Video: Tyler Beattie (C08) talks about his favorite Northwestern student theater experiences and then plays one of his musical adaptations on the piano. For more video visit our channel on YouTube.

A performance studies major who doesn't like performing, Tyler Beattie directed his first production sophomore year and hasn't looked back since. He's gone on to direct nine shows at Northwestern, including the 66th annual Dolphin Show, Carousel, last winter.

Just don't ask him to put up The Glass Menagerie anytime soon. "I'm not as interested in pieces that are very naturalistic, like people talking around a table," says the senior from Brookfield, Wis. "I like doing work that's more visual and functions in a world that's a little off-center from our own."

Those interests have compelled him to tackle plays and musicals with noticeably darker themes.
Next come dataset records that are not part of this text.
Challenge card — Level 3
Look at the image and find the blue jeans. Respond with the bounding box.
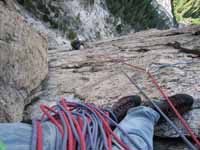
[0,106,160,150]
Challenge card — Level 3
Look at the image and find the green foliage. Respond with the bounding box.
[106,0,166,31]
[24,0,33,9]
[173,0,200,25]
[81,0,95,6]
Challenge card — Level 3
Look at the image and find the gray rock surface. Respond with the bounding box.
[0,1,48,122]
[26,26,200,149]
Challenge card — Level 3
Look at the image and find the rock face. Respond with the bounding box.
[28,26,200,149]
[0,1,48,122]
[153,0,176,26]
[17,0,175,41]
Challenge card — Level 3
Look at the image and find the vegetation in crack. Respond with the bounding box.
[173,0,200,25]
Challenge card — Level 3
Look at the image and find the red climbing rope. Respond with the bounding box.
[36,121,43,150]
[101,55,200,148]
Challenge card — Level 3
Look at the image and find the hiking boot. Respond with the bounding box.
[150,94,194,116]
[112,95,141,121]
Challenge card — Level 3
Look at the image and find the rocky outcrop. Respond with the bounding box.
[0,0,48,122]
[27,26,200,149]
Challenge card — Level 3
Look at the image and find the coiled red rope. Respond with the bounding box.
[31,99,137,150]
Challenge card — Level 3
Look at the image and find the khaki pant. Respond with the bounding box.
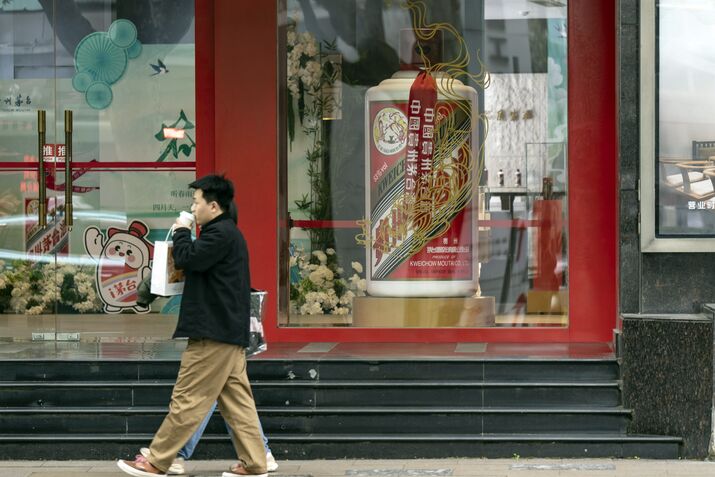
[148,339,266,474]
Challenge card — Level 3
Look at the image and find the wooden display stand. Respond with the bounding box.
[353,296,495,328]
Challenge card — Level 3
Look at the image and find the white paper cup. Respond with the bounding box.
[179,210,195,228]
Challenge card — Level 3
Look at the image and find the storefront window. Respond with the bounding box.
[0,0,197,341]
[279,0,568,328]
[649,0,715,238]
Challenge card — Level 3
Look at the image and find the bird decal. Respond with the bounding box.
[149,58,169,76]
[554,23,568,38]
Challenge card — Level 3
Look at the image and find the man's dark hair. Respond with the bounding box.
[189,174,233,212]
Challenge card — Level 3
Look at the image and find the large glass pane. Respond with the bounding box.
[0,0,196,340]
[51,0,196,162]
[279,0,568,328]
[656,0,715,237]
[52,170,195,342]
[0,1,60,340]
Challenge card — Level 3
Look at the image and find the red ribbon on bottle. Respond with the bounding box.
[405,71,437,198]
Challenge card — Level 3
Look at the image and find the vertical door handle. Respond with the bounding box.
[65,110,73,230]
[37,109,47,228]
In Carousel he had the unenviable task of making an abusive main character appear sympathetic, and in The Sandman he created a world where a man is continually haunted by a monster — in his dreams.
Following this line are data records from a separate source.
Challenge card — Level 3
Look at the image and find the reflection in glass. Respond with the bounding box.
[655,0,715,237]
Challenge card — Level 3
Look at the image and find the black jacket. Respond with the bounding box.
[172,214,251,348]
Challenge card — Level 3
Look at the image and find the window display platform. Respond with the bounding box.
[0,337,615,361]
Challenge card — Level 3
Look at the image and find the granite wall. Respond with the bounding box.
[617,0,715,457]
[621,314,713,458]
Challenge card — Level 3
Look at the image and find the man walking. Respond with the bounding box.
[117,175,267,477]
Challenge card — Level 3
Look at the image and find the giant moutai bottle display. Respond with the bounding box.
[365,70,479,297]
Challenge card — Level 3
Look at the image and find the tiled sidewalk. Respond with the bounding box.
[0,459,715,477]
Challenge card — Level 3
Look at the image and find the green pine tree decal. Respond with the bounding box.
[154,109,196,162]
But he enjoys taking on lighter fare as well. A big fan of Rudyard Kipling since he was a child, Beattie adapted several of The Jungle Book author's short stories into a musical called Just So. The production was so successful on campus that he later directed it again professionally at a children's theater in Wilmette.

And when Tony Award–winning playwright George Furth (C55) came to Northwestern to see a student-produced production of Company, the musical he co-wrote with Stephen Sondheim, he interrupted his own question-and-answer session to praise Beattie for the way he staged the show.

"I'm always very critical of myself," Beattie says. "So to get some validation from someone I respect, that was pretty cool."

Beattie says he can't envision a future that doesn't involve "creating."

"I just hope that I'll be able to contribute to the world in a way that's artistic and that's more than just putting on a show," he says. "I think that's what Northwestern theater is about, and I hope that's what my life becomes about."